Und was jetzt?

Wenn ich mich in den letzten Wochen oder Monaten in meinem erweiterten Bekanntenkreis umschaue, bekomme ich ungefähr folgenden Eindruck von mehr oder weniger relevanten Themen des Alltags:

  • Benzin ist zu teuer und wird immer teurer
  • Meine Geldanlagen sind in den letzten Monaten entwertet worden
  • Den Regierenden ist egal wie es dem Volk geht, die wollen nur ihren eigenen Vorteil
  • Wir brauchen dringend schärfere Gesetze, wer hier alles mit Bewährungsstrafen davon kommt…
  • Der Umweltschutz muß viel mehr beachtet werden
  • Firmen die aus Deutschland abwandern vernichten hier wichtige Arbeitsplätze
  • Milch ist viel zu billig, die armen Bauern
  • Die Regierung(en) sind unfähig
  • Der Kaffee aus Fairem Handel in Südamerika ist der beste
  • Wir verschwenden Energie, wir müssen dringend was tun um unseren Energieverbrauch zu senken
  • Die Lebensmittelkosten treiben uns noch alle in den Ruin
  • Die Großkonzerne sind böse und wollen nur unser Geld
  • In der dritten Welt verhungern viele, weil sie weder Arbeit noch Lebensmittel zum überleben haben
  • Im idealfall ernährt man sich von Lebensmitteln die von lokalen Landwirten kommen
  • Die Vorstände stecken sich doch eh alles in die eigene Tasche
  • Ohne Auto kann ich mich gleich umbringen, wie soll ich dann irgendwohin kommen
  • Die Gesetze sind viel zu überzogen, man kann sich ja nichtmehr frei bewegen ohne auf Schritt und Tritt verdächtigt zu werden

Die Liste könnte ich noch eine Weile so weiter führen. Viele der Aussagen darin können wechselseitig von ein und der selben Person in unterschiedlichen Unterhaltungen gekommen sein.
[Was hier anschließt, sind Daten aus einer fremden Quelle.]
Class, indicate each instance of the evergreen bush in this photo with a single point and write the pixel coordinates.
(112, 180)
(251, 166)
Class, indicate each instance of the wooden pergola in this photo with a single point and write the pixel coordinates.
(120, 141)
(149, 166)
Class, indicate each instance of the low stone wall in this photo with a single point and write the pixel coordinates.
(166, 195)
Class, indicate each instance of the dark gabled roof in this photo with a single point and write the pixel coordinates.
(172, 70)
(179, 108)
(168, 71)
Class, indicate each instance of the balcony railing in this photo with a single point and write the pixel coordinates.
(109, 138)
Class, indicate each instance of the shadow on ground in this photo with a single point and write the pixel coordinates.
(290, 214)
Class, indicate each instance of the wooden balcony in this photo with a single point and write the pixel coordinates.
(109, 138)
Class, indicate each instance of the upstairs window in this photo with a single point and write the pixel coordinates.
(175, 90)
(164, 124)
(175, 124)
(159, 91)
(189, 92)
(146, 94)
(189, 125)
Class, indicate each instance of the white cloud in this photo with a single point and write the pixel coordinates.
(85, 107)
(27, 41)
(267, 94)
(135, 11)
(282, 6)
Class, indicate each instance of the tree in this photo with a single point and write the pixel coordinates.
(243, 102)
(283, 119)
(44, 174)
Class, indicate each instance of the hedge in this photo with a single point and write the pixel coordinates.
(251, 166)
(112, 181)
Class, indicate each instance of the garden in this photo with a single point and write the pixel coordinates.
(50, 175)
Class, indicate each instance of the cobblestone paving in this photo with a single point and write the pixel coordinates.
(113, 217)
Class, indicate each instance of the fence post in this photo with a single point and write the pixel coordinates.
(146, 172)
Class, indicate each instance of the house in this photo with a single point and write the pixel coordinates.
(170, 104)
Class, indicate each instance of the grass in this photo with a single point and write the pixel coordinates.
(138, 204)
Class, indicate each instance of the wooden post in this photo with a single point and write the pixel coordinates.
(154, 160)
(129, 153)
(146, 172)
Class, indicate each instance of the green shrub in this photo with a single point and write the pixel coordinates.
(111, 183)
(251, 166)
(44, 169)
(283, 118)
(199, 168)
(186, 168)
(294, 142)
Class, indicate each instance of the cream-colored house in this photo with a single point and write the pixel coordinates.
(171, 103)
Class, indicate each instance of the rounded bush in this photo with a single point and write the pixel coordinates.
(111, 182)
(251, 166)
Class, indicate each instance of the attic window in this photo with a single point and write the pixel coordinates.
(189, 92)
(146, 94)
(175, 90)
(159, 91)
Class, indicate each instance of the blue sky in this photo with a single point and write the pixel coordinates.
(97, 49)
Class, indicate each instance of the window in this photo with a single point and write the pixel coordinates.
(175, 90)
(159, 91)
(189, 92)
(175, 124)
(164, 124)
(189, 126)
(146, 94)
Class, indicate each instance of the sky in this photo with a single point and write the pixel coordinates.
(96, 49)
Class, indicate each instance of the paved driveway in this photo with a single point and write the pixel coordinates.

Aber das Dilemma könnte sich da oben schon abzeichnen. Was oder wohin wollen wir eigentlich? Individualisierung um jeden Preis. Persönlicher Wohlstand und Wahlfreiheit, Entscheidungsfreiheit, berufliche Perspektiven, Bildung, Arbeit und Flexibilität für jeden. Umweltschutz, Gleicherechtigung. Spass am Leben, Freizeit, Urlaub in fremden Ländern, Kulturelle autonomie. Schutz vor Kriminalität, freiheit des Einzelnen. Deutliche Verbesserung der Ausgangsbedingungen der Menschen in den Drittwelt- und Schwellenländern.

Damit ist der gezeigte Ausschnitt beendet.